Why can’t they all be one-run games?

MLB: San Francisco Giants at Los Angeles Dodgers Jayne Kamin-Oncea-USA TODAY Sports

In the waning innings of the San Francisco Giants 3-2 win over the Los Angeles Dodgers on Monday night, ESPN’s broadcast crew began remarking about how good the Giants are in one-run games.

I don’t particularly believe in the broadcaster’s jinx, but I do believe in the Dodgers being a lot better than the Giants, so I was pretty sure they’d cough up this one.

They didn’t.

With the win, the Giants improved to 17-6 in games decided by one run (or fewer!). That mark is tops in the league, and it may shock you to learn that being 11 games above .500 is 11 games more than the average team.

So what makes for this great success in one-run games, in a year where the team is just 14-33 in all other contests?

Let’s examine a few options.

The Bruce Bochy factor

On the broadcast, Brucy Bochy’s strong bullpen management skills were brought up as a factor for the Giants late in the game. Since Bochy is not an October home run, the broadcasters agreed on this point.

Love him or hate him, Bochy does have a knack for bullpen management, even if A) that has wavered wildly in recent years, and B) it still takes him way too long to actually get to the bullpen.

Now, this is far from the determining factor in the Giants one-run efficacy. Since having a great all-around year in 2012, the Giants have only had a winning record in one-run games once, and that year they finished with one more win than loss in such games. So it’s not as if Bochy has a historic record of leading his team to wins in the tightest of games.

Still, he’s shown this year that he knows when to deploy the “let’s win this game” bullpen, and when to deploy the “ehh, we’re [redacted]” bullpen. In a transitional year, that’s highly important.

The bullpen

The Giants have been futile in many regards, but not in the bullpen. Their trusty group - led by Will Smith, but also starring Tony Watson, Sam Dyson, Trevor Gott, and Reyes Moronta - is fourth in the league in FIP.

I was about to list the benefits of a good bullpen, and why it helps in situations like this, but then I realized that none of the three teams ahead of the Giants in reliever FIP - Cleveland, Cincinnati, and Tampa Bay - have winning records in one-run games.

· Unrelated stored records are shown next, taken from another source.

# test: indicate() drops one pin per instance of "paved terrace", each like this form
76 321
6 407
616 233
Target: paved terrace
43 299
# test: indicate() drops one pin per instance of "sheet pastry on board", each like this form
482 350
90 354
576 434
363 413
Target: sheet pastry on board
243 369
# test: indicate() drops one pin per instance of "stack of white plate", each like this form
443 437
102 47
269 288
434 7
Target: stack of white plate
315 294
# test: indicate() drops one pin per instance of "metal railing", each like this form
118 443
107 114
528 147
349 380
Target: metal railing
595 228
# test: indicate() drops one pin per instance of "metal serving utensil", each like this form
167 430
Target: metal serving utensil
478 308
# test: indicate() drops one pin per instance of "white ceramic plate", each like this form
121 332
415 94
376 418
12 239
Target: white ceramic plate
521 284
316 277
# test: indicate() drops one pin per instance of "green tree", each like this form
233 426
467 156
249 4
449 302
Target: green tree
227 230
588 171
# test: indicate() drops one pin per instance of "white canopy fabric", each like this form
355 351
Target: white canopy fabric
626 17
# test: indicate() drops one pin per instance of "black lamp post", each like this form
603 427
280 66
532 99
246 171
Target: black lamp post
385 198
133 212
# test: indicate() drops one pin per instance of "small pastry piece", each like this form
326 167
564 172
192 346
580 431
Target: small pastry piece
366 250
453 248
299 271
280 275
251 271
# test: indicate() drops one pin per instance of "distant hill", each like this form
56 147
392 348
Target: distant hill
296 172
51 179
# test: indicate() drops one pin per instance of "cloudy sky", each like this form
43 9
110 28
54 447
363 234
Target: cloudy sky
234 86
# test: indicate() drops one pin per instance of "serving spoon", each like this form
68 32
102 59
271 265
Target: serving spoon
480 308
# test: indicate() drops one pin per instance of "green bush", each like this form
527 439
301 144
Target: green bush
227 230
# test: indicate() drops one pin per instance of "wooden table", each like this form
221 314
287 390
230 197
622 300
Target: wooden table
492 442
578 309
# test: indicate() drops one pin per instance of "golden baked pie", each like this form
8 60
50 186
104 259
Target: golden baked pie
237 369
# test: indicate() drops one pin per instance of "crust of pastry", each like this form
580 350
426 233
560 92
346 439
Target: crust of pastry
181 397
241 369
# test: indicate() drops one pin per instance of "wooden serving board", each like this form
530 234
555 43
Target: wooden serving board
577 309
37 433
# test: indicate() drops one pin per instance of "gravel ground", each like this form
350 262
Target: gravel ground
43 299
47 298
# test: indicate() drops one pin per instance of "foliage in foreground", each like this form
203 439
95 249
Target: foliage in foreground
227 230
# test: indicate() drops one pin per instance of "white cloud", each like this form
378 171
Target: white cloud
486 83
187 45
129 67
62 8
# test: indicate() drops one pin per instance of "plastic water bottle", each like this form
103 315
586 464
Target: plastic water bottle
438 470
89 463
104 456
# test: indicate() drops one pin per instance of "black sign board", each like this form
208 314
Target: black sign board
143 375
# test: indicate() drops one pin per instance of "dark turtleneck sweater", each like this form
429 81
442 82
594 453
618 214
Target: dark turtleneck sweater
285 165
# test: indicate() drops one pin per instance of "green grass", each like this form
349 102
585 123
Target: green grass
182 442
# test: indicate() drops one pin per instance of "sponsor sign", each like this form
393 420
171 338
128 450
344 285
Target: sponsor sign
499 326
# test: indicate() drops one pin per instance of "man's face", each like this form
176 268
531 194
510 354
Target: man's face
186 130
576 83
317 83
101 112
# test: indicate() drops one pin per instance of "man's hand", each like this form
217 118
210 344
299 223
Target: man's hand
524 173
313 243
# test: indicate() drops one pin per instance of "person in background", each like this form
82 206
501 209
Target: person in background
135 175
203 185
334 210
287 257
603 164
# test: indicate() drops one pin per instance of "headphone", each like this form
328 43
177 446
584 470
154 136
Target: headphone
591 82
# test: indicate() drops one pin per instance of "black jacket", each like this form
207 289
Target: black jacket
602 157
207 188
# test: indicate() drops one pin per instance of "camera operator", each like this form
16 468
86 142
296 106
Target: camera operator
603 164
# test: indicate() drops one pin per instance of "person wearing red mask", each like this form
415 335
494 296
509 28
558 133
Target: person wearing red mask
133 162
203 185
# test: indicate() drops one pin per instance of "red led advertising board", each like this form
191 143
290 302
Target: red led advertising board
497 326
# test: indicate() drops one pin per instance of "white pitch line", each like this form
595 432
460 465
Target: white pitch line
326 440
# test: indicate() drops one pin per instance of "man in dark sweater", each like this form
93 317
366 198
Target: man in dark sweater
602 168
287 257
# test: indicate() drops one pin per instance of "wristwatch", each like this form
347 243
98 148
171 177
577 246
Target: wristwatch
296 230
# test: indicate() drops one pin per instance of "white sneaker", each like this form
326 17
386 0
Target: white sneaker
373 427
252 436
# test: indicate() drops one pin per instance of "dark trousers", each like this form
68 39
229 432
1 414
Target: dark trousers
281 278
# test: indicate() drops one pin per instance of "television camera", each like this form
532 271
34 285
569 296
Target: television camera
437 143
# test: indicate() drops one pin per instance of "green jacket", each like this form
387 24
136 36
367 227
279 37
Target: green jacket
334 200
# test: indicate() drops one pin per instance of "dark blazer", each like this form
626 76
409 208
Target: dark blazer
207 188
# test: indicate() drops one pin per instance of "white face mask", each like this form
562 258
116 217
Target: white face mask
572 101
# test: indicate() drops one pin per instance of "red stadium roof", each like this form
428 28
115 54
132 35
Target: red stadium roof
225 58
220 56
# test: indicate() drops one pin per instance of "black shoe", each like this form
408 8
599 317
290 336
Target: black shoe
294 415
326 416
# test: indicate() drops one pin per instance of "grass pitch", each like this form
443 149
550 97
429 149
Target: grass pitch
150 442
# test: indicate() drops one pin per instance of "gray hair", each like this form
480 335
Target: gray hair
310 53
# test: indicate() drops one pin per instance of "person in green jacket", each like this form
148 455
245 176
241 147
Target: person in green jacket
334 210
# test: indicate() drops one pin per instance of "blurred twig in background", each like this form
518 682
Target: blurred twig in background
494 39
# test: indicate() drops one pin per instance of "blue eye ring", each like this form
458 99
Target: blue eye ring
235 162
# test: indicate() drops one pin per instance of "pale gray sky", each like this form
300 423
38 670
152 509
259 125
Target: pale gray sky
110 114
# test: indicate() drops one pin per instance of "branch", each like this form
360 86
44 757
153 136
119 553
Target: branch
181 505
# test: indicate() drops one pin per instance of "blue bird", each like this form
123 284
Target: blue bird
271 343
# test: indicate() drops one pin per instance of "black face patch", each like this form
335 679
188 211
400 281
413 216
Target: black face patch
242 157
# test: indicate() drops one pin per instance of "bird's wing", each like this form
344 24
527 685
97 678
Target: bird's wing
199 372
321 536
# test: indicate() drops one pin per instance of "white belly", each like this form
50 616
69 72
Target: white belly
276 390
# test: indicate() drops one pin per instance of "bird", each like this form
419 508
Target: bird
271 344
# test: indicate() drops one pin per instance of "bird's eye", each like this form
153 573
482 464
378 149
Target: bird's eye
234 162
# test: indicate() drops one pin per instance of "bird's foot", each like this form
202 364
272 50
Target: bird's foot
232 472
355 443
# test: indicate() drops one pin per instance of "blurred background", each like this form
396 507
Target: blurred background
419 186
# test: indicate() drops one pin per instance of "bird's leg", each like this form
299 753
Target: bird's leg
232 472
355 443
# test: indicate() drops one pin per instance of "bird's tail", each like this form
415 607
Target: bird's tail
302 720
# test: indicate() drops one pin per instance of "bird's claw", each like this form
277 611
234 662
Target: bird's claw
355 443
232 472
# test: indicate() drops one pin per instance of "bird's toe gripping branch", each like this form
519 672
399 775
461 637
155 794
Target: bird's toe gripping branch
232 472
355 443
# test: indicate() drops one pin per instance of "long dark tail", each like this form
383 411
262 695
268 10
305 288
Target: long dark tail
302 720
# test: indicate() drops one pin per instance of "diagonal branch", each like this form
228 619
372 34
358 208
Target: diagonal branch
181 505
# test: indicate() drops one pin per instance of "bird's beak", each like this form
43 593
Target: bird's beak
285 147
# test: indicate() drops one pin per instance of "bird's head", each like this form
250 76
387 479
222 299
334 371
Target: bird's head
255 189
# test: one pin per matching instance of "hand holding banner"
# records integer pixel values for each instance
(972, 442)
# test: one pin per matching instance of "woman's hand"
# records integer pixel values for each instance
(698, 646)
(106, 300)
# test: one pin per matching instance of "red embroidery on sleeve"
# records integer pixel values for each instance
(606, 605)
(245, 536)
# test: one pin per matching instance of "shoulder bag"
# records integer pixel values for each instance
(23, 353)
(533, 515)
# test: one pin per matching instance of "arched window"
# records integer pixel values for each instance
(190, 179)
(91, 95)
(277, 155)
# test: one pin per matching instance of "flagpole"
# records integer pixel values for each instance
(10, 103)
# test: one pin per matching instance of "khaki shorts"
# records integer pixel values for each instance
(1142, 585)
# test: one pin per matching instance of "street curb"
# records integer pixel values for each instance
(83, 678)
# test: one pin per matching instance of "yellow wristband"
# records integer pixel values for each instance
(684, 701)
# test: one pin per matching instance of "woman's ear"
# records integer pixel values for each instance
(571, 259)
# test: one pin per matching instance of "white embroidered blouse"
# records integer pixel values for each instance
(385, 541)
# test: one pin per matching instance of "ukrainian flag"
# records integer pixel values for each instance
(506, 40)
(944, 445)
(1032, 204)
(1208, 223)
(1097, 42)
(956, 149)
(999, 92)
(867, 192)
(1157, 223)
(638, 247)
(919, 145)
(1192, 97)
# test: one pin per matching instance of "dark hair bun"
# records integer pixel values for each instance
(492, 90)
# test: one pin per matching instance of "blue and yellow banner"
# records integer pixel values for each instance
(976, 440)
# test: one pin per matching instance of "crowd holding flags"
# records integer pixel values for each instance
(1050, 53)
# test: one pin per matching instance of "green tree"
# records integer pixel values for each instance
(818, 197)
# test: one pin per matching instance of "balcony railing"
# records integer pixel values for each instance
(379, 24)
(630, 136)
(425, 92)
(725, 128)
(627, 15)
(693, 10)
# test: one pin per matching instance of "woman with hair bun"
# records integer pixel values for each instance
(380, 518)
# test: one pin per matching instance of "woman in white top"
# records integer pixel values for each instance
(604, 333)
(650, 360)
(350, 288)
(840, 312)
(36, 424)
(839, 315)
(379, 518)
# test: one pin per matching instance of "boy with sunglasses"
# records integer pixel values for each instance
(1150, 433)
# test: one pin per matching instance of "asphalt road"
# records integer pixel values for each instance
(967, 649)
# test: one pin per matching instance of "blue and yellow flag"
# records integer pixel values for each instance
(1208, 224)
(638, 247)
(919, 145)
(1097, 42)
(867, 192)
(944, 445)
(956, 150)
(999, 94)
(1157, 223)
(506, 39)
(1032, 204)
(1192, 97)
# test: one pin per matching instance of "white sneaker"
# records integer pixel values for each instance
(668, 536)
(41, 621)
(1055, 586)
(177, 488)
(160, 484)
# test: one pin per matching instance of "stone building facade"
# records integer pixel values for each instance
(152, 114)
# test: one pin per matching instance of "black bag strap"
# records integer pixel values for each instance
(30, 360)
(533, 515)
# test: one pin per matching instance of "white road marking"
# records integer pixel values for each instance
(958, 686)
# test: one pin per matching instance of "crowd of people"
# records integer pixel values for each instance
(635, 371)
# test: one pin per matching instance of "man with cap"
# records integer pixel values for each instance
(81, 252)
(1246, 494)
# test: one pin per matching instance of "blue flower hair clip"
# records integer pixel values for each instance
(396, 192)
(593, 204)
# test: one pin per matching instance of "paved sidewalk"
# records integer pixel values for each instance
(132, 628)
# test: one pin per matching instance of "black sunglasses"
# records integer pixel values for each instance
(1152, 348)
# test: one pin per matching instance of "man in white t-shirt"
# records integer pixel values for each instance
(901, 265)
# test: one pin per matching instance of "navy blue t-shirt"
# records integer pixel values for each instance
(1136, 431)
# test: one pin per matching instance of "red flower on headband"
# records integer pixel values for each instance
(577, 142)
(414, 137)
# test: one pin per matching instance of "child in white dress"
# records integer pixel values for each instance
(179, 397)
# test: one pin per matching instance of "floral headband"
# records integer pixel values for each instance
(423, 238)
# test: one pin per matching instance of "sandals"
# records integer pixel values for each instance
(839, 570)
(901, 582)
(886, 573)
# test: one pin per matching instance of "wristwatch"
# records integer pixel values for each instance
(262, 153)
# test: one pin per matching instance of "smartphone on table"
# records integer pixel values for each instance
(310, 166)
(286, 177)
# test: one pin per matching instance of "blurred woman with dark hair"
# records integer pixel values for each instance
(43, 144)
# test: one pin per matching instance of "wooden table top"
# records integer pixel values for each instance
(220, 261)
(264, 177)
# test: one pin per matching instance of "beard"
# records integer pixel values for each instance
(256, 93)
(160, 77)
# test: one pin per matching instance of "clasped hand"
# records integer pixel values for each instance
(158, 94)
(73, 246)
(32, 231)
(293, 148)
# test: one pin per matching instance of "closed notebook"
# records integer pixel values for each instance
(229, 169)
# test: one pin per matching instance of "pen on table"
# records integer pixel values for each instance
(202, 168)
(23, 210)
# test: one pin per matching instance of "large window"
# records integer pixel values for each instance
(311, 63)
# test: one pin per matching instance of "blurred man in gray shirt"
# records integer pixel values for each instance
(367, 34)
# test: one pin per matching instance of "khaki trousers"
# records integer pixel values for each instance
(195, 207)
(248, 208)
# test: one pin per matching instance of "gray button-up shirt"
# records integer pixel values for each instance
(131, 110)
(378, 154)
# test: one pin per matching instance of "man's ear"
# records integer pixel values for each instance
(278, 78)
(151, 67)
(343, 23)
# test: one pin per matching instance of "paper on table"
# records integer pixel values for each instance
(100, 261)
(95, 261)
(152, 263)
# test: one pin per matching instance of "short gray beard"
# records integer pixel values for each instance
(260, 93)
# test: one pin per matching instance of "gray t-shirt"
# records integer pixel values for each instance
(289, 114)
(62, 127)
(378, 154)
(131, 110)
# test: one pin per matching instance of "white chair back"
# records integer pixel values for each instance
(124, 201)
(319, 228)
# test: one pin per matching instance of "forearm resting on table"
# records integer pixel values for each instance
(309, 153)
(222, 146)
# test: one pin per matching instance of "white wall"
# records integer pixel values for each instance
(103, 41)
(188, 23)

Still, it does help, especially when paired with the aforementioned manager.

The meek and mild offense

The Giants don’t score a lot. To be specific, they score an average of 3.8 runs per game - good for 28th in the league, and a whole run below the league average.

When you don’t score a lot, you find yourself in a lot of one-run games. One run is a much higher percentage of the scoring total when you don’t score much. If you score three runs, as the Giants did last night, there are only three potential scores for you to win by. One of those scores results in a one-run game.

That means that if you’re doing basic, non-contextual math in an area where contextual math is important, it’s a 33% chance that your victory will be a one-run game. Then imagine the odds if you only score one run!

Of the Giants 17 one-run victories, 12 have been by a score of 4-3, 3-2, 2-1, or 1-0.

You won’t often hear me extol the virtues of not scoring runs, but here we are.

Luck

Ahh, yes. We’ve arrived at the big one.

Try as I may to explain the reasoning for the Giants one-run success, luck is the biggest factor.

The bad news is that means the Giants will likely regress. If you assume that a team should win 50% of their one-run games (a generous number for the Giants, since they’re a below-average team), then the Giants really should be 25.5-44.5. That record is much worse than the 31-39 record they’re currently sporting.

The good news is that the law of averages is used carelessly and inaccurately on sports broadcasts across the world. The Giants being the best team in baseball in one-run games doesn’t mean we should prepare for a string of the Giants being the worst team in baseball in one-run games. San Francisco could keep this up. They could end the year 40-15 in one-run games for all we know.

I think they should try for that plan.